There was a relaxed looking group of men near the door who were talking loudly and sharing the occasional witticism with a couple of the porters. Each clutched a well thumbed catalogue with figures scribbled in the margins beside specific lots; the evidence of the completion of the first part of their day’s illegal activities. This was the local ring – ‘The Boys’.
Some were runners in the trade and some were themselves, dealers. All of them were intrinsically after the same desirable lots, but rather than standing toe-to-toe, slugging it out with each other with prices escalating at every flick of the auctioneer’s wrist, ring members connive not to bid against one another. In stead, a few of them would take turns bidding for their chosen lots which, barring keen outside bidders, they would ultimately secure for unrealistically low prices – the second part of their day’s operation.
The final act – the knockout – takes place after the auction, either in the car park (usually in a Volvo estate; its windows all steamed up), or a quiet corner of a pub, where the items, bought cheaply at the saleroom, are re-auctioned amongst the ring members. The opening bids are the saleroom prices and when all the bidding has wound up, the profits (the difference between the saleroom prices and the ring members’ final bids) are shared equally between the ring members.
Despite The Boys’ interference, I bought my clock (I had a waiting customer and a healthy budget). After concluding my purchase in the saleroom office, I walked to my car, past the inimical gazes of the five ring members. I made a mental note of their vehicles.
A few weeks later I had occasion to attend a second auction in the same county. I was on another mission; a superb pair of George III mahogany sofa tables.
A few miles before the saleroom, I came upon the local pub and there in the corner of the car park were five familiar-looking cars and vans. The Boys were presumably within, enjoying a pre-auction cup of coffee and plotting their day’s strategy.
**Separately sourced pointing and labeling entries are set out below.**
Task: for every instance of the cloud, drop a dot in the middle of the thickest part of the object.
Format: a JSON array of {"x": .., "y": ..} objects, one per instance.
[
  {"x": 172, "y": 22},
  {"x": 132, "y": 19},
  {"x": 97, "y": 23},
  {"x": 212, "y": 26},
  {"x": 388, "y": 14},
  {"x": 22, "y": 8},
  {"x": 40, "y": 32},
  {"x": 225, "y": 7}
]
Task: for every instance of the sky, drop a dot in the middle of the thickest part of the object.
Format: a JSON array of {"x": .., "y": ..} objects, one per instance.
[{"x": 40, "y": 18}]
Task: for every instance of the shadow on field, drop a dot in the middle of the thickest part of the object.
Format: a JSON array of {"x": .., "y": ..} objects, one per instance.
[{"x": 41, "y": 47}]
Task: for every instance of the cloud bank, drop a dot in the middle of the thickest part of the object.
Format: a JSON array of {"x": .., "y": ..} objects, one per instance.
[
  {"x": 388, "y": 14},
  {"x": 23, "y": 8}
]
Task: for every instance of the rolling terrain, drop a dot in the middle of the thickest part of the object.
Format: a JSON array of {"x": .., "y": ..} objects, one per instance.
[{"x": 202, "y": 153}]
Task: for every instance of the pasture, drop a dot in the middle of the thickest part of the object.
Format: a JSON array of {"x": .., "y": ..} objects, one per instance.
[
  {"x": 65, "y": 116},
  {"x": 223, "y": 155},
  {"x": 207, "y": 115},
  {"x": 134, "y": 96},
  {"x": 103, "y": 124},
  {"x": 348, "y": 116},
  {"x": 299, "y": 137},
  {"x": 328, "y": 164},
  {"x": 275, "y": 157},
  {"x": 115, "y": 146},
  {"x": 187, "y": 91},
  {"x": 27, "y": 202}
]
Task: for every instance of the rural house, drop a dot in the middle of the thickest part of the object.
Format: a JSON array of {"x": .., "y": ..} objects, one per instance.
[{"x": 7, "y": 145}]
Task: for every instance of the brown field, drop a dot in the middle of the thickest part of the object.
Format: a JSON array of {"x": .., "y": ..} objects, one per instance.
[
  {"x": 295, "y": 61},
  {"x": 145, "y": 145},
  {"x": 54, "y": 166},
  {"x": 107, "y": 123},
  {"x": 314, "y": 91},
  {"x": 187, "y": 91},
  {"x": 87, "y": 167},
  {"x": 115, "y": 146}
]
I was far from home and had arranged to stay the night nearby with a friend who restored old houses for a living. Nick had previously expressed an interest in learning more about antiques, so I called him and suggested, if he was free, that he join me for a look around the auction. I think Nick genuinely enjoyed himself and I also came away happy having bought the pair of sofa tables and a Chippendale period breakfast table.
We drove to the pub for a pint and a ploughman’s, and there sighted The Boys in the corner; sitting round a table covered with seemingly, dozens of empty glasses and bottles. As recognition slowly washed across their faces, they looked even more repugnant than on our previous encounter.
Nick and I enjoyed a second pint before walking outside into the bright sunshine. The Boys’ vehicles (unfortunately blocked in by a rather large van and twin-axle trailer) hadn’t budged an inch all day. Nick walked towards the van and removed a note from beneath one of the windscreen wipers. It read “MECHANIC IS ON HIS WAY”.
“OK…” said Nick as he climbed into the van and started it up “… follow me!”